DBD::SQLite::Cookbook.3pm

Langue: en

Version: 2010-01-08 (fedora - 01/12/10)

Section: 3 (Bibliothèques de fonctions)

NAME

DBD::SQLite::Cookbook - The DBD::SQLite Cookbook

DESCRIPTION

This is the DBD::SQLite cookbook.

It is intended to provide a place to keep a variety of functions and formals for use in callback APIs in DBD::SQLite.

Variance

This is a simple aggregate function which returns a variance.

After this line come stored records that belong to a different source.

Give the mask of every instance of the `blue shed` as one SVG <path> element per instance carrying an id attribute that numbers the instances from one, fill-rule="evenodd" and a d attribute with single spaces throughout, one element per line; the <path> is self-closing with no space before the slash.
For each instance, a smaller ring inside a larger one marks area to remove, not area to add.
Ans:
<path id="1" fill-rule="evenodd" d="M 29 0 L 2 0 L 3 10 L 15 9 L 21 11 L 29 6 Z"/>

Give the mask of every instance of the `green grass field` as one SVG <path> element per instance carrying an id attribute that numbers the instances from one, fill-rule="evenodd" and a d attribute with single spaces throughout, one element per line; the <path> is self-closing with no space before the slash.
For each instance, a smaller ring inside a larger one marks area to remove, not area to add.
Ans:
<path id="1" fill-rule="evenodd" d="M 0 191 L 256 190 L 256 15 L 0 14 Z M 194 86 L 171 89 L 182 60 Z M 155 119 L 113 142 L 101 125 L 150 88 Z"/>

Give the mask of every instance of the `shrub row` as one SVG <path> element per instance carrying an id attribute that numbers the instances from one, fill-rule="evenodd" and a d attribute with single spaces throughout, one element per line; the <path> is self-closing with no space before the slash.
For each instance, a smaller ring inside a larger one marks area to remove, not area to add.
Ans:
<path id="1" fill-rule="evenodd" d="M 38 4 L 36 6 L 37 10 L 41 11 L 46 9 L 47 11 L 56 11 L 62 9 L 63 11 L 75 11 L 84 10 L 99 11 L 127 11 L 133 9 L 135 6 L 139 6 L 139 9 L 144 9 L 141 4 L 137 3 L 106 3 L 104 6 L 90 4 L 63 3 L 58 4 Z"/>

It is adapted from an example implementation in pysqlite.
   package variance;
   
   sub new { bless [], shift; }
   
   sub step {
       my ( $self, $value ) = @_;
   
       push @$self, $value;
   }
   
   sub finalize {
       my $self = $_[0];
   
       my $n = @$self;
   
       # Variance is NULL unless there is more than one row
       return undef unless $n || $n == 1;
   
       my $mu = 0;
       foreach my $v ( @$self ) {
           $mu += $v;
       }
       $mu /= $n;
   
       my $sigma = 0;
       foreach my $v ( @$self ) {
           $sigma += ($x - $mu)**2;
       }
       $sigma = $sigma / ($n - 1);
   
       return $sigma;
   }
   
   # NOTE: If you use an older DBI (< 1.608),
   # use $dbh->func(..., "create_aggregate") instead.
   $dbh->sqlite_create_aggregate( "variance", 1, 'variance' );
 
 

The function can then be used as:

   SELECT group_name, variance(score)
   FROM results
   GROUP BY group_name;
 
 

Variance (Memory Efficient)

A more efficient variance function, optimized for memory usage at the expense of precision:
   package variance2;
   
   my $sum   = 0;
   my $count = 0;
   my %hash;
   
   sub new { bless [], shift; }
   
   sub step {
       my ( $self, $value ) = @_;
   
       # by truncating and hashing, we can comsume many more data points
       $value = int($value); # change depending on need for precision
                             # use sprintf for arbitrary fp precision
       if (defined $hash{$value}) {
           $hash{$value}++;
       } else {
           $hash{$value} = 1;
       }
       $sum += $value;
       $count++;
   }
   
   sub finalize {
       my $self = $_[0];
   
       # Variance is NULL unless there is more than one row
       return undef unless $count > 1;
   
       # calculate avg
       my $mu = $sum / $count;
   
       my $sigma = 0;
       foreach my $h (keys %hash) {
           $sigma += (($h - $mu)**2) * $hash{$h};
       }
       $sigma = $sigma / ($count - 1);
   
       return $sigma;
   }
 
 

The function can then be used as:

   SELECT group_name, variance2(score)
   FROM results
   GROUP BY group_name;
 
 

Variance (Highly Scalable)

A third variable implementation, designed for arbitrarily large data sets:
   package variance;
   
   my $mu = 0;
   my $count = 0;
   my $S = 0
   
   sub new { bless [], shift; }
   
   sub step {
       my ( $self, $value ) = @_;
       $count++;
       $delta = $value - $mu;
       $mu = $mu + $delta/$count
       $S = $S + $delta*($value - $mu);
   }
   
   sub finalize {
       my $self = $_[0];
       return $S / ($count - 1);
   }
 
 

The function can then be used as:

   SELECT group_name, variance3(score)
   FROM results
   GROUP BY group_name;
 
 

SUPPORT

Bugs should be reported via the CPAN bug tracker at

http://rt.cpan.org/NoAuth/ReportBug.html?Queue=DBD-SQLite <http://rt.cpan.org/NoAuth/ReportBug.html?Queue=DBD-SQLite>

TO DO

* Add more and varied cookbook recipes, until we have enough to turn them into a seperate CPAN distribution.

* Create a series of tests scripts that validate the cookbook recipies.

AUTHOR

Adam Kennedy <adamk@cpan.org> Copyright 2009 Adam Kennedy.

This program is free software; you can redistribute it and/or modify it under the same terms as Perl itself.

The full text of the license can be found in the LICENSE file included with this module.